After Monday’s hearing, District Attorney Rich Chiapete and Eaton’s attorney, Assistant State Public Defender Katie Gutowski, both refused to divulge the specific comments now barred from Eaton’s trial, and those that can be used.

But it doesn’t appear that Eaton confessed to killing Amber.

No confession

During the hearing, Gasiorkiewicz said sheriff’s investigators showed Eaton photos of Amber, taken before and after she died.

“He denied any ability to recognize (Amber),” Gasiorkiewicz said, and Eaton didn’t physically react when shown those photos. “They were unsuccessful (in obtaining a confession).”

Eaton remains in the Racine County Jail on $500,000 cash bond. Gasiorkiewicz set his 1½-week-long trial for Nov. 2.

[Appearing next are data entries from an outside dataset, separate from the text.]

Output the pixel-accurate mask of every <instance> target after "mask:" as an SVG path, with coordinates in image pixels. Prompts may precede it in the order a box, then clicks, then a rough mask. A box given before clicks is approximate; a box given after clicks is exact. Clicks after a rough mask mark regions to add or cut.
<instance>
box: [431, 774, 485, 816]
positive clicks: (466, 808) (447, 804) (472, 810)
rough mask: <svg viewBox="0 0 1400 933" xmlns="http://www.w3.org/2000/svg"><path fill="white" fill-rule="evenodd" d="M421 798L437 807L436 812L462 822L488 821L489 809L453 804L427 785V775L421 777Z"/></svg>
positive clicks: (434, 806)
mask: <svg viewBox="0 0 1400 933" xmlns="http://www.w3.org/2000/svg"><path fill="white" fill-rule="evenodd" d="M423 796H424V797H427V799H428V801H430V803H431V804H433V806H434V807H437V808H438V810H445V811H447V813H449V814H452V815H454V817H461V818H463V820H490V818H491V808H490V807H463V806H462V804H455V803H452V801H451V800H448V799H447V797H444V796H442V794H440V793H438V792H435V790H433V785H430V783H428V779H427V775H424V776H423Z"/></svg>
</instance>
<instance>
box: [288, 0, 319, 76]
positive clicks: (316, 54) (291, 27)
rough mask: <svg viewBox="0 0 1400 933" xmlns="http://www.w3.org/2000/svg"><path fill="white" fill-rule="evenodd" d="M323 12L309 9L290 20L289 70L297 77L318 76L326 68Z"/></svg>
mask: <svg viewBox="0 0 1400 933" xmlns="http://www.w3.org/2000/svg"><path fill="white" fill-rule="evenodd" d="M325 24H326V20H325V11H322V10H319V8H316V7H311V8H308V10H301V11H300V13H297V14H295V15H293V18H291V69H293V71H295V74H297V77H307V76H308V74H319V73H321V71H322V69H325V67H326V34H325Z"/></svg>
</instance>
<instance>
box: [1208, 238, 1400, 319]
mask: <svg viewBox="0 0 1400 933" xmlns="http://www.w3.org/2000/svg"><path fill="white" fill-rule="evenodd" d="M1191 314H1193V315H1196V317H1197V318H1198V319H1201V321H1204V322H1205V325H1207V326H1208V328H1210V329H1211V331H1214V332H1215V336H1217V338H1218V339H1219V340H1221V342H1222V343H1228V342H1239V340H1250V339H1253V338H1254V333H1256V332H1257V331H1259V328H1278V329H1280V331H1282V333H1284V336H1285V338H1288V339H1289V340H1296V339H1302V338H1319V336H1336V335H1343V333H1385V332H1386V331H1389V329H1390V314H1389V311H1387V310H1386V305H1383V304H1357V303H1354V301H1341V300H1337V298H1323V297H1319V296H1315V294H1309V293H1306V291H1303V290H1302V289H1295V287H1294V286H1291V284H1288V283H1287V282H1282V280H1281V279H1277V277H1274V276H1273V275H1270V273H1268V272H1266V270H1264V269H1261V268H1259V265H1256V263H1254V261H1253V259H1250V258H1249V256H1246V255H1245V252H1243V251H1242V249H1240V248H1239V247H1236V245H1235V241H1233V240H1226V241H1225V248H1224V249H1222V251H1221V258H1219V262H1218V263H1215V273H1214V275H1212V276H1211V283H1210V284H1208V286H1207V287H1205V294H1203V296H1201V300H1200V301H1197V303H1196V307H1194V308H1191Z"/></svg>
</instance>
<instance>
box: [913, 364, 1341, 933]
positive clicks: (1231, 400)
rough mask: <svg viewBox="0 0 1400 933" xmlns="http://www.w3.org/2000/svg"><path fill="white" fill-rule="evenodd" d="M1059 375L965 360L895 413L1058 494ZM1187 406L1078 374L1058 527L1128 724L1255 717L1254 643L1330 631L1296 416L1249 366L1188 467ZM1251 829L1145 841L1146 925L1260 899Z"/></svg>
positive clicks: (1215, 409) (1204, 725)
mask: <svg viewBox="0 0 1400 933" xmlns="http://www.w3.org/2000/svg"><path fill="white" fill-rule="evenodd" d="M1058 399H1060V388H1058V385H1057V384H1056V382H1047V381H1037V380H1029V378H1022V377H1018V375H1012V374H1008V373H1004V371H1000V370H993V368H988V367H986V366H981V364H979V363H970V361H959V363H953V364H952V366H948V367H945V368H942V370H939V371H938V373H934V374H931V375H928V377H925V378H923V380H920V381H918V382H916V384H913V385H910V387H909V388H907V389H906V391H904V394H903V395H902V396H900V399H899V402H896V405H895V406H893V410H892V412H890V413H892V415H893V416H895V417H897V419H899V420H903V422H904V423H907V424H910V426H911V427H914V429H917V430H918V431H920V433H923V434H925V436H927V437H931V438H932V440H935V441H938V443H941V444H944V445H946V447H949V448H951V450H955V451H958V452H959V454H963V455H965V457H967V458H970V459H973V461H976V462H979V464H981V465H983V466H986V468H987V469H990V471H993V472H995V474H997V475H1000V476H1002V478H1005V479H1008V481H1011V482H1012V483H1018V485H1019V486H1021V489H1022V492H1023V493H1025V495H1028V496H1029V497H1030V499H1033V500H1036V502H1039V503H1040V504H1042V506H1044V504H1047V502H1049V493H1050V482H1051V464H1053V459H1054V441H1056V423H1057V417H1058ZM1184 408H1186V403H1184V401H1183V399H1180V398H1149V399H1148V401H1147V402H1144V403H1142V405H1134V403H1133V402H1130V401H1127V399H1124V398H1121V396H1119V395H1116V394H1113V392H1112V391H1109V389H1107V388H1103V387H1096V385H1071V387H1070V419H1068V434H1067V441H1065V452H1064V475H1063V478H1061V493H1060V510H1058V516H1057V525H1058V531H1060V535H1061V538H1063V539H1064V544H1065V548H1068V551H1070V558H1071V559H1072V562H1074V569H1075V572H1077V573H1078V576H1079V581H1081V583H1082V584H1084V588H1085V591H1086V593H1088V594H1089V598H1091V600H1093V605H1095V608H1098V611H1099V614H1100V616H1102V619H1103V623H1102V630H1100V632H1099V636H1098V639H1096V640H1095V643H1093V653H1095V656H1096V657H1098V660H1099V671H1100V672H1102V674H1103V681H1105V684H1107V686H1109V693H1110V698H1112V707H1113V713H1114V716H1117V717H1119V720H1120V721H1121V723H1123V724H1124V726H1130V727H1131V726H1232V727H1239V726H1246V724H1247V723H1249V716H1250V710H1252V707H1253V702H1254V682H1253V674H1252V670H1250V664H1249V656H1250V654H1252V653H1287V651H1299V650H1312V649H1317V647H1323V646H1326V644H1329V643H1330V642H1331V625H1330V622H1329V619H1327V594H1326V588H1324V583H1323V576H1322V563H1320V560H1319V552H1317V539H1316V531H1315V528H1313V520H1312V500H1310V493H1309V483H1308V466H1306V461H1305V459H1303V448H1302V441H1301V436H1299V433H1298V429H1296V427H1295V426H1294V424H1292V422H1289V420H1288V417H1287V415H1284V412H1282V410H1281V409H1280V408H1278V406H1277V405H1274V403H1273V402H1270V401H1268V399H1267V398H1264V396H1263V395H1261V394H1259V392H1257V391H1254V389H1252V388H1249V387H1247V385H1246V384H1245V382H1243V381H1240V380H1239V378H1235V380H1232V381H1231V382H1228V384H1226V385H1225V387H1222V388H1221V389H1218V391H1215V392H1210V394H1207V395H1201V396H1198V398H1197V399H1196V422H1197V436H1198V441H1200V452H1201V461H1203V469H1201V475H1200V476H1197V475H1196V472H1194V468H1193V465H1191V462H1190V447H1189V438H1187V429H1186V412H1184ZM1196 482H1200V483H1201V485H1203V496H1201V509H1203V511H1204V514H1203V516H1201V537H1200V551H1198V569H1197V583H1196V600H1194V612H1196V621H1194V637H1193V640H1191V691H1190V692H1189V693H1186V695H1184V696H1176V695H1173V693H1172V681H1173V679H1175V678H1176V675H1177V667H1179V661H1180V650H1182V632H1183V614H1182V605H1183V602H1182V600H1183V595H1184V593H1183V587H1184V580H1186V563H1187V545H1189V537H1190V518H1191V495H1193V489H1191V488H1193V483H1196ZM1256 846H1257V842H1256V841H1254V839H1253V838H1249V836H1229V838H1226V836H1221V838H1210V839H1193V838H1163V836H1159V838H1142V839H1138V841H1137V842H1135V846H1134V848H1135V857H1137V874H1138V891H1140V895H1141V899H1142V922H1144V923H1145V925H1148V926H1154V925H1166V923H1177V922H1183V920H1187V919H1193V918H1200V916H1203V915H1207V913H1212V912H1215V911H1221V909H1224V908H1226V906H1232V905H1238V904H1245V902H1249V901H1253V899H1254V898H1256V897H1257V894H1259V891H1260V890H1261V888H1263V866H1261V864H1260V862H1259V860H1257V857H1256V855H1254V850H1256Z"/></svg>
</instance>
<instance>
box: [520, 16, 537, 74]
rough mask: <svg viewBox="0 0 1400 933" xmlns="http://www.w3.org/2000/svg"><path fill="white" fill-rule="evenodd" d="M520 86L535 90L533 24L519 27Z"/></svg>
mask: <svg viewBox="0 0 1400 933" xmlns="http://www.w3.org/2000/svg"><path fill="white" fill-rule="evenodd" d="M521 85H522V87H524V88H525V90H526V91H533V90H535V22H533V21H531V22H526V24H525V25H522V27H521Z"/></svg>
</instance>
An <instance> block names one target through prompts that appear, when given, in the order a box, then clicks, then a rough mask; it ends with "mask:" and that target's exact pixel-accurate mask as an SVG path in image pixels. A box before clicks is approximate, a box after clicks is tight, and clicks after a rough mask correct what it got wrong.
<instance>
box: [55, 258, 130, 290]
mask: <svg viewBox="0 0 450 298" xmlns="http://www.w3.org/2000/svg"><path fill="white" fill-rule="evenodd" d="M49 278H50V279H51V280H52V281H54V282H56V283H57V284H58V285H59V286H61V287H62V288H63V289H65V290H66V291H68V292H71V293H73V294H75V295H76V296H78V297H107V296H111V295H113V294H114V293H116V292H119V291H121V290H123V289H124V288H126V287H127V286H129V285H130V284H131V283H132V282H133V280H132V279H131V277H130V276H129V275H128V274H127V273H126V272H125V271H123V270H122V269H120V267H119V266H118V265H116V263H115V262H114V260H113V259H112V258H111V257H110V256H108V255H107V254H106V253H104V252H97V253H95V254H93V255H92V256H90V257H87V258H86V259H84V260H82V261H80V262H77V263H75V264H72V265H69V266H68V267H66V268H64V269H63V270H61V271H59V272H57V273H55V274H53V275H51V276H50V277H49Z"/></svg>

Racine County prosecutors charged Eaton last spring with first-degree intentional homicide and hiding a corpse in Amber’s death.

She died from asphyxiation — choked and suffocated with the plastic bag, according to Eaton’s criminal complaint. A human bite mark was on the left side of her neck. Amber suffered blunt-force facial trauma and had “pattern cutting injuries” on her face, the complaint states. His DNA reportedly was found on her.

Amber was a ward of the State of Illinois on Jan. 23, 1997, when she ran away from a juvenile shelter there, according to investigators. She last was seen alive on Feb. 1 or Feb. 2, when she was spotted leaving a party at a Rolling Meadows hotel with an unidentified man.

Hunters found her body on Feb. 9. Fingerprints and thumbprints found on the garbage bag over Amber’s head matched to Eaton 17 years later, according to the complaint and search warrants.